Saint Peter Damian’s Book of Gomorrah is a treatise on clerical sodomy and pederasty,
and the abuse of the Sacraments of Holy Orders and Penance by homosexual
bishops, priests, and religious in the Roman Catholic Church in the 11th
century. Saint Damian believed the vice of sodomy surpassed the
enormity of all other vices: Without fail it brings death to the body and destruction to the
soul. …It opens up hell and closes the gates of paradise. …It is
this vice that violates temperance, slays modesty, strangles
chastity, and slaughters virginity. …This vice excludes a man
from the assembled choir of the Church. …it separates the soul
from God to associate it with demons.
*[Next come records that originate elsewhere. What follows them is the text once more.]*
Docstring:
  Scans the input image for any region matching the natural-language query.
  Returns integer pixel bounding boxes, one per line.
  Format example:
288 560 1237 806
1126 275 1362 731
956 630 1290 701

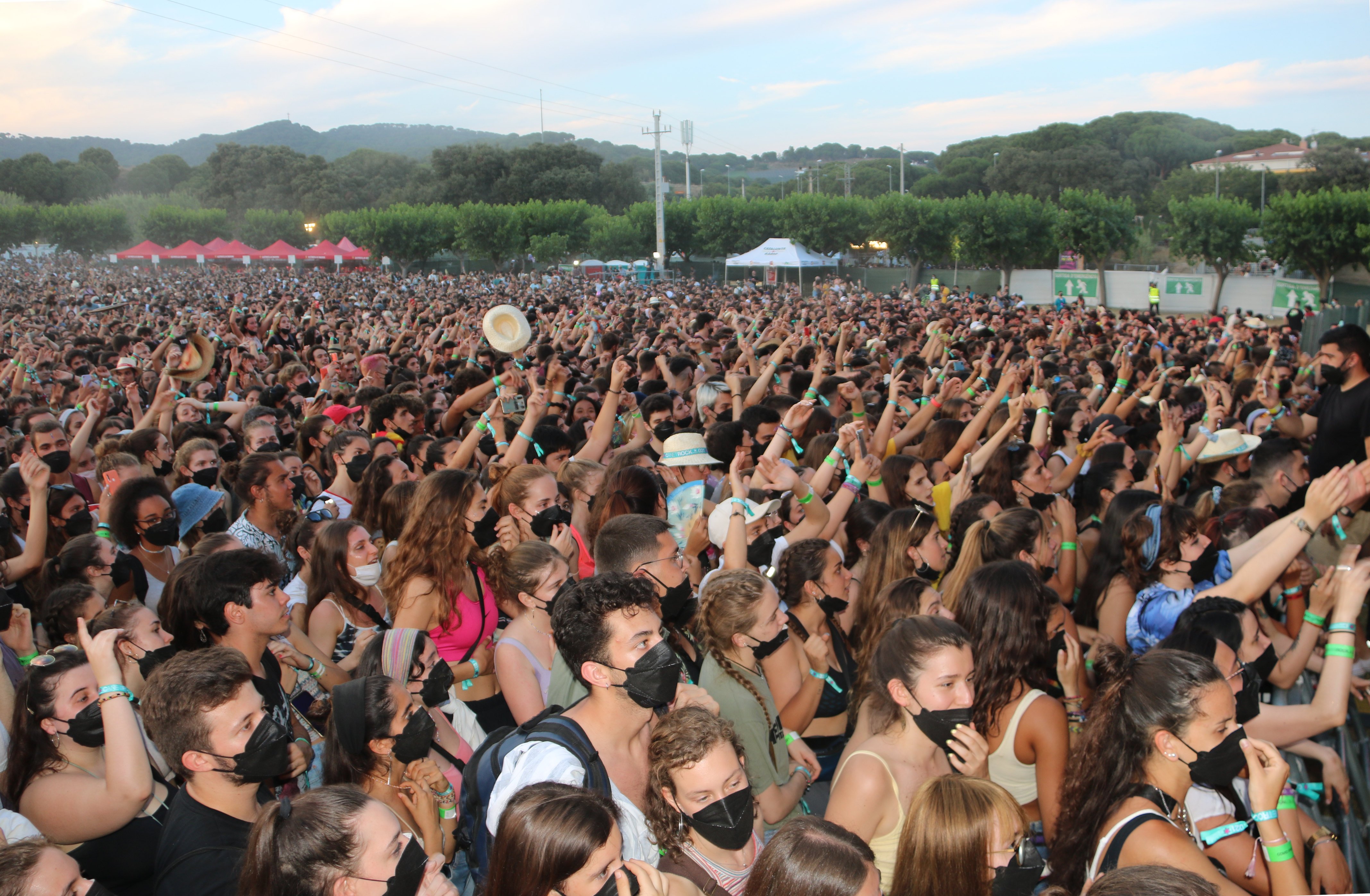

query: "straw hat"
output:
167 333 214 382
481 306 533 353
659 433 722 467
1197 429 1260 463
This utterly diseased
queen of Sodom renders him who obeys the laws of her tyranny
infamous to men and odious to God. …She strips her knights of
the armor of virtue, exposing them to be pierced by the spears
of every vice. …She humiliates her slave in the church and
condemns him in court; she defiles him in secret and dishonors
him in public; she gnaws at his conscience like a worm and consumes
his flesh like fire …this unfortunate man (he) is
deprived of all moral sense, his memory fails, and the mind’s
vision is darkened. Unmindful of God, he also forgets his own
identity. This disease erodes the foundation of faith, saps the
vitality of hope, dissolves the bond of love. It makes away with
justice, demolishes fortitude, removes temperance, and blunts
the edge of prudence. Shall I say more?